O dono ficou observando sua cozinha aquele enorme corpo sem função, buscando se conformar e pensando em alternativas para descartá-lo e para adquirir uma nova geladeira com placa mãe atualizada.

Ao compartilhar o dilema com uma vizinha ela sugeriu que pedisse uma segunda opinião e sugeriu um profissional, que há muito tempo lhe prestava serviço e que sempre conseguia resolver os problemas. Cético, anotou o telefone e como não tinha nada a perder, resolveu contatá-lo para confirmar o diagnóstico.

No dia seguinte, lá estava ele. Era um senhor, aparentemente de idade avançada, com trajes precários, sapatos gastos pelo tempo e mãos calejadas.

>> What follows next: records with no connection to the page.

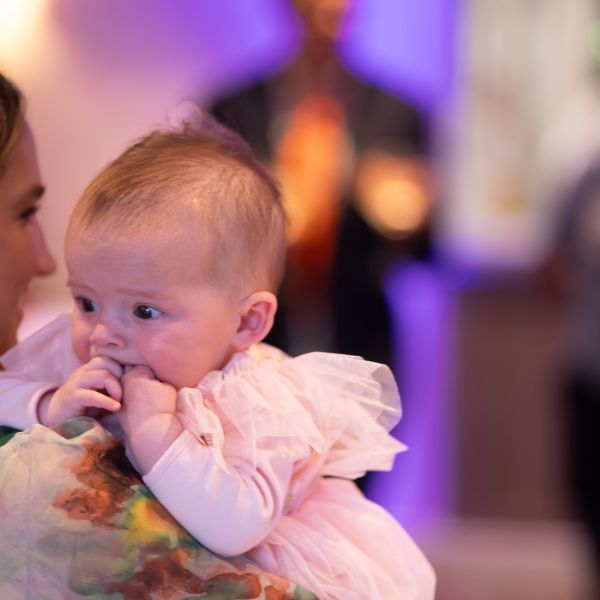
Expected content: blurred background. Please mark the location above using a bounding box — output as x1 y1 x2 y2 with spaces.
0 0 600 600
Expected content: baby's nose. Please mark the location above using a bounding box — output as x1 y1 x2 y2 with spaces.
90 323 125 348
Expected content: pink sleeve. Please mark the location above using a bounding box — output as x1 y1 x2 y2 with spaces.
144 430 293 556
0 315 78 429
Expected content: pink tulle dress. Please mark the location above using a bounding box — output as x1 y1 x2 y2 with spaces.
144 344 435 600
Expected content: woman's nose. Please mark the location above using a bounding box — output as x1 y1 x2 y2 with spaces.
31 221 56 275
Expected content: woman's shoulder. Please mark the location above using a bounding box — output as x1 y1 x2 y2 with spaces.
0 314 78 378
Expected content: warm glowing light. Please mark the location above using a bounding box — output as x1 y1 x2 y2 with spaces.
356 152 430 238
0 0 46 54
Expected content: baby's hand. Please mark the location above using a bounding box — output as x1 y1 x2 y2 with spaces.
39 356 123 427
118 366 177 437
117 367 182 473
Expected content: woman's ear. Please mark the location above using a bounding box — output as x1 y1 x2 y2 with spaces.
233 292 277 350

Arrastava, com dificuldade, uma velha bolsa desgastada, repleta de estranhas ferramentas de ferro ou aço, algumas pontiagudas outras arredondadas, sendo difícil identificar a utilidade de cada um. Diante da curiosidade do dono, informou que ele mesmo as construíra.

Afastou a falecida da parede e passou a observar cada pedacinho dela. Mexia aqui e acolá, ligava e desligava a tomada da parede, abria e fechava a porta, colocava o ouvido bem próximo de algumas partes usando as misteriosas ferramentas. De repente, ele falou alto: “Achei” Pediu ao dono para prestar atenção a um som que parecia inaudível, que para ele indicava uma coisa simples, um pequeno problema de vazamento. Era só fechar um orifício (que somente ele via) e repor o gás que havia escapado. Pediu um tempo para trazer outros equipamentos para o reparo, eles haviam ficado no carro. O dono, da janela, observou o automóvel que era tão velho como o homem e ficou imaginando como esta dupla ainda conseguia se deslocar. Com dificuldade, arrastou até a geladeira uma pesada traquitana. Depois de uma sequência de operações, disse que o serviço estava terminado. Ligou, então, a geladeira na tomada e como se fosse um milagre a geladeira começou a funcionar.  

O senhor, apresentou a conta pelo serviço e ofereceu garantia pelo serviço (na palavra), dizendo que se houvesse algum problema era só ligar para ele. O custo apresentado pelo serviço era menos da metade do que a autorizada cobrou pela visita do especialista. Por incrível que pareça, depois de meses a geladeira continua funcionando.

Impossível não pensar no contraste entre um profissional que usa a tecnologia e cumpre protocolos específicos, e o outro, com anos de prática, com ferramentas construídas a partir das necessidades do seu trabalho, apoiando-se nos sentidos para identificar problemas. Isso nos leva a uma reflexão:  a tecnologia é importante, mas não deve ser uma “caixa preta”. Se não houver um pensamento crítico, a compreensão de como funciona um determinado objeto e a ampliação de elementos para análise, corre-se o risco do humano se tornar robotizado, somente cumpridor de protocolos. É nas características humanas que encontramos a possibilidade de não nos submetermos a tecnologia, de não sermos escravos felizes dela, mas usá-la como uma ferramenta a mais. Não custa lembrar que para quem é martelo, tudo é prego ou que qualquer problema no mundo virtual é atribuído à “placa mãe”.